WHAT WE’RE READING THIS WEEK
- In a paper for the Arizona Journal of International and Comparative Law, Belinda Reeve and Roger Magnusson, professors at the University of Sydney Law School, analyzed food marketing regulations in six different countries, assessing these regulations’ effectiveness, transparency, and accountability. Reeve and Magnusson asserted that no country is “entirely successful in protecting children from exposure to marketing of unhealthy food” but explained that there are ways to “strengthen” regulatory schemes.

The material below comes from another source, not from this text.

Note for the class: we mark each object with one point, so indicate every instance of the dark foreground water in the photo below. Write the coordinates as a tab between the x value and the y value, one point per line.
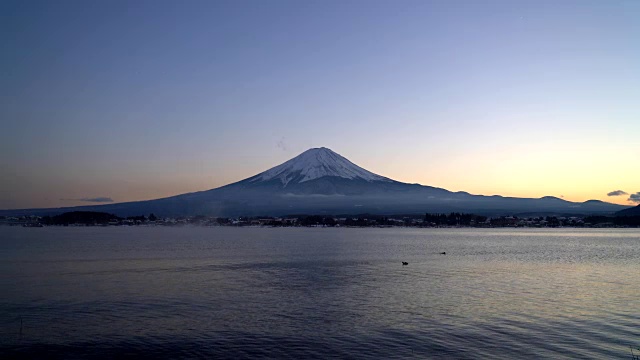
318	293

- The Associated Press released an article discussing the Trump Administration’s treatment of transportation safety regulations. According to the article, the U.S. Department of Transportation “has withdrawn, repealed, delayed or put on the back burner at least a dozen significant safety rules.” The article examined regulations that apply to the automobile, trucking, pipeline, aviation, and rail industries.